Despite all the attention on the need to reduce damage to the planet, the number of companies scoring top marks for making disclosures on key environmental issues has fallen.
An annual survey by the Climate Disclosure Project (CDP) finds that out of more than 900 companies asked to make disclosures on climate change, forests and water security, only 12 could boast the highest score—a Triple A—down from 14 last year.
Research also found that two-thirds of companies awarded a D- to A- failed to improve on last year’s score, data that some will find disturbing.
According to Dexter Galvin, global director of corporations at CDP, disclosures are the “first step” towards a “net-zero and nature-positive future”. High-performing companies are welcome, but they are a minority.
“Most are still not managing all environmental issues holistically and far too many are remaining complacent or failing to respond at all,” he said.
CDP’s survey concluded that 330 companies are “global leaders” for their approach to disclosures across all three categories, out of a total of 15,000 scored.
A further 29,500 companies were scored an “F” for “failing to respond to disclosure requests from their investors and clients or providing insufficient information in their responses”.
CDP highlights Aramco, Tesla, Berkshire Hathaway, Exxon Mobil and Chevron as constituents of the “F” club.
On the case
Among CDP’s 2022 A-listers is luxury brand LVMH, co-founded by Bernard Arnault—recently named the world’s richest man. His son, Antoine Arnault, said: “Measuring and communicating environmental impact across the LVMH value chain on climate, water and biodiversity—including forests—have proved to be powerful tools for fostering actions.”
Telecoms giant BT Group also scored an “A” from CDP. The company’s head of sustainability, Gabrielle Ginér, stressed the importance of reporting. “When it comes to upholding climate commitments, businesses must be transparent about their annual progress and the challenges they face when tackling emissions, otherwise we miss a crucial opportunity to drive collaboration between organisations like ours, our supply chains and partners.”

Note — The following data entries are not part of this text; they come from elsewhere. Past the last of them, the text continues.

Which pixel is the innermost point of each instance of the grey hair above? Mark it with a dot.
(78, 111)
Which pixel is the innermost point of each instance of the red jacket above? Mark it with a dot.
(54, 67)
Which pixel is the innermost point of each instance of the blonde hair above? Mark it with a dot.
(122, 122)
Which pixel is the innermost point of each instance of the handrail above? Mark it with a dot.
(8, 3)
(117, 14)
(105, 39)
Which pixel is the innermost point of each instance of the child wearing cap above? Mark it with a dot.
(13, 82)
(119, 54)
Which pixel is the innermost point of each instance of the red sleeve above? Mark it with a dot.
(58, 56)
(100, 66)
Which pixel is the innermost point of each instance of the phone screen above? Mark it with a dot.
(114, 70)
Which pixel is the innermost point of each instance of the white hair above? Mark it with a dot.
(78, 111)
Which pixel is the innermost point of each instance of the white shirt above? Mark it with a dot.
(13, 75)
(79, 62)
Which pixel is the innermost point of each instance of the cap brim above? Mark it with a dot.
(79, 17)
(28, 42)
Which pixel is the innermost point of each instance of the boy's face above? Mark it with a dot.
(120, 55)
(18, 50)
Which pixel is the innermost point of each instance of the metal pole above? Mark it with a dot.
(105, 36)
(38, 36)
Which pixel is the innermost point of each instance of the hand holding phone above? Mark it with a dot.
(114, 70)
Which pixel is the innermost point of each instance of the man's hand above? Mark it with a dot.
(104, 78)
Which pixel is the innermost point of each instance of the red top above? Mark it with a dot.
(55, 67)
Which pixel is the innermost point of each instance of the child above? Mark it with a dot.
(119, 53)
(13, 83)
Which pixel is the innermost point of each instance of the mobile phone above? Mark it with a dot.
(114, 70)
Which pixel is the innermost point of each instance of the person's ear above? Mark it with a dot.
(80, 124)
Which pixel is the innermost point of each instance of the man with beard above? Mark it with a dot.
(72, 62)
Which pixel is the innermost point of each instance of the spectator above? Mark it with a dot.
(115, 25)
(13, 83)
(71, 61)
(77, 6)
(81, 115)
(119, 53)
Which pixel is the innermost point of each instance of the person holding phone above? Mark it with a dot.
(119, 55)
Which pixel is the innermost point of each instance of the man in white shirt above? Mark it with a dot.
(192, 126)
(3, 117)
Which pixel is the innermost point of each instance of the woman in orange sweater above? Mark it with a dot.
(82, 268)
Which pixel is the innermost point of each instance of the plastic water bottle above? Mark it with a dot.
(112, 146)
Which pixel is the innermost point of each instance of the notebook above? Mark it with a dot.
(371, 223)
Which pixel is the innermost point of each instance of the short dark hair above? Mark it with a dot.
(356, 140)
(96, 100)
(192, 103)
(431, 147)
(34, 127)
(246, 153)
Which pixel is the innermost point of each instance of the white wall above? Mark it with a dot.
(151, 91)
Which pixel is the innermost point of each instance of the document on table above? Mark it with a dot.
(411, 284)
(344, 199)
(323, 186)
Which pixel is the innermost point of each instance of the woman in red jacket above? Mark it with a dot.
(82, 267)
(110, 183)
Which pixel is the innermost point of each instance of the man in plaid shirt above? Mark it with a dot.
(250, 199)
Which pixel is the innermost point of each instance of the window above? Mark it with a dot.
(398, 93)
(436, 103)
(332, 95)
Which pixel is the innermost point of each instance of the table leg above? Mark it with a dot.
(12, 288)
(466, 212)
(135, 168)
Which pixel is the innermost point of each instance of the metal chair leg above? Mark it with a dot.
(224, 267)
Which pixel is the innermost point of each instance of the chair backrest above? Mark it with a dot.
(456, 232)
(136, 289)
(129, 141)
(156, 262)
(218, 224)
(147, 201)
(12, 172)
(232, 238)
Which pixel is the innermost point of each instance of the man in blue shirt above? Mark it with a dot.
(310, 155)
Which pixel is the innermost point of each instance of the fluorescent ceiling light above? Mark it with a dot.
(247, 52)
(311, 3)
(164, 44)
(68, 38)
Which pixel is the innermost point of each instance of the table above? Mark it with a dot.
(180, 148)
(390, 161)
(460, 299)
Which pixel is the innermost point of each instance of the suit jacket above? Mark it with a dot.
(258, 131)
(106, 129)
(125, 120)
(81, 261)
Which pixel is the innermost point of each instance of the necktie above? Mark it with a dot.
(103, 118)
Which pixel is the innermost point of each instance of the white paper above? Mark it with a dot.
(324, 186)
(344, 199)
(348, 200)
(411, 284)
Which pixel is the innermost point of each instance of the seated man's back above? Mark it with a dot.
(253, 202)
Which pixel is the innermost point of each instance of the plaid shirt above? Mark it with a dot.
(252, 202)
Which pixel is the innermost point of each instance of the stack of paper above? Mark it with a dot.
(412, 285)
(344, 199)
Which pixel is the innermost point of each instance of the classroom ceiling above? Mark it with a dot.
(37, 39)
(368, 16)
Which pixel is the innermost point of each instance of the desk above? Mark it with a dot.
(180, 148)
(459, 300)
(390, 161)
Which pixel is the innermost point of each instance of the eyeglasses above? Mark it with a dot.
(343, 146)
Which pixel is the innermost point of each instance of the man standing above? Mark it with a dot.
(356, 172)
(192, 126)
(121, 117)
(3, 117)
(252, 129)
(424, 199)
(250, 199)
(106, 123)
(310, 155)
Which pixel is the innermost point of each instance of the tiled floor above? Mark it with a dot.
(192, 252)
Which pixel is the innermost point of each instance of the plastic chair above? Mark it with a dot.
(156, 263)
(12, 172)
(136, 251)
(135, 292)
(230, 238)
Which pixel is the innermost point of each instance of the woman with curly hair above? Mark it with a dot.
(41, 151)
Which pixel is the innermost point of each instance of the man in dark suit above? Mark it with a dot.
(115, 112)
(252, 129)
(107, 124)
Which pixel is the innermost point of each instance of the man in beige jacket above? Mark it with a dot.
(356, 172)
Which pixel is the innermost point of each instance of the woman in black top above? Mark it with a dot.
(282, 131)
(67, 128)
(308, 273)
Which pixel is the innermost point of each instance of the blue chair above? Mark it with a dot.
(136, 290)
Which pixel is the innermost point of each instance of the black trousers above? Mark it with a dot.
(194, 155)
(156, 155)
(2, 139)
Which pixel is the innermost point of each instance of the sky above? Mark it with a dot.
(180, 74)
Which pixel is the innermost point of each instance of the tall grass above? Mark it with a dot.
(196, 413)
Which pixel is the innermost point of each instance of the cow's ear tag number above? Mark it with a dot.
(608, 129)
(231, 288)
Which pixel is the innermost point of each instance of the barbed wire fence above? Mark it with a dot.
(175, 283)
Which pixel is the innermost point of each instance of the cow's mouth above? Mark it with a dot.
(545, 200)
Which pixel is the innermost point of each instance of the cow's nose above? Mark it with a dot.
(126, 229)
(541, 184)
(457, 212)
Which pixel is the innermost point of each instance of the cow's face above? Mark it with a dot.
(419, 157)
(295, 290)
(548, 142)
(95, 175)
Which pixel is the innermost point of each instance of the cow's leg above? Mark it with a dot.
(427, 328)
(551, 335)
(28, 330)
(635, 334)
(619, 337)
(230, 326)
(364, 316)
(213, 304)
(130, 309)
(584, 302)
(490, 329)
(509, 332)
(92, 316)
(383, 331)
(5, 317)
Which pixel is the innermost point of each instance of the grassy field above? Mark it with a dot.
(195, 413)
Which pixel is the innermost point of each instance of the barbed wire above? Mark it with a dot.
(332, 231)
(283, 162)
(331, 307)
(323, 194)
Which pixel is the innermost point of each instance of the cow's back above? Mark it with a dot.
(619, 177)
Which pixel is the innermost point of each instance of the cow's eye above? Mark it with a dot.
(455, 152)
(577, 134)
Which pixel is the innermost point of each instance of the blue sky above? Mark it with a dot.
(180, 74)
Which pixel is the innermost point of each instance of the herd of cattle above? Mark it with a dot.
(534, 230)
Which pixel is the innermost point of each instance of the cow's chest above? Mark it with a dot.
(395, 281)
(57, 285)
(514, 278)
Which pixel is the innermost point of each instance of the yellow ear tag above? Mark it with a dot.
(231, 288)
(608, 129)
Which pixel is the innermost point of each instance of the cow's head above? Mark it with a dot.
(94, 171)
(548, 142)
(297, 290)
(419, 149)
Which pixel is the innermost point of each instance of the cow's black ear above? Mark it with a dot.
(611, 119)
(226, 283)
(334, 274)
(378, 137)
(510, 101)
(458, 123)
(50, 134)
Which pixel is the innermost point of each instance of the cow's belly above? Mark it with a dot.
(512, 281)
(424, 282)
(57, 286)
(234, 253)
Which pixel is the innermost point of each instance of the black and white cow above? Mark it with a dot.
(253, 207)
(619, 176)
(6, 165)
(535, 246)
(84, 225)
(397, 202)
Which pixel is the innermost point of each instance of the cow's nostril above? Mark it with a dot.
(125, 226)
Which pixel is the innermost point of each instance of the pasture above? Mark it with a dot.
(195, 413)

CDP’s report comes at a time of controversy for the business response to climate change. Research from PwC, a professional services firm, found that more than four-fifths of investors believe there is at least “some” greenwashing in corporate reporting while nearly half believe it happens to a “large” or “very large extent”. PwC says companies need to improve their “data, systems and governance”.
It might help if companies had a globally recognised standard for reporting their environmental performance across different categories. The G20’s TCFD system of reporting helps with climate disclosures but, in most jurisdictions, this remains entirely voluntary and fails to cover wider issues.
Fiery topic
The US is working on new mandatory climate-risk disclosures, although throughout consultations there has been fierce opposition as the debate around ESG becomes ever more divisive.
Brussels is putting together the finishing touches on the Corporate Sustainability Disclosure Directive which will give EU companies a broad set of mandatory reporting rules. The new regime will also use “double materiality”, meaning companies will have to report not only on the climate change risk faced by their organisations, but also their impact on the environment.
Lastly, the International Sustainability Standards Board is working on a system of reporting rules to act as a global baseline.
However, all these projects are still to be concluded. But they will. There is only one way this process is going: rule makers and regulators will demand increasing levels of transparency as the climate crisis becomes ever more urgent. CDP’s report shines a light on those who have to make the greatest improvements.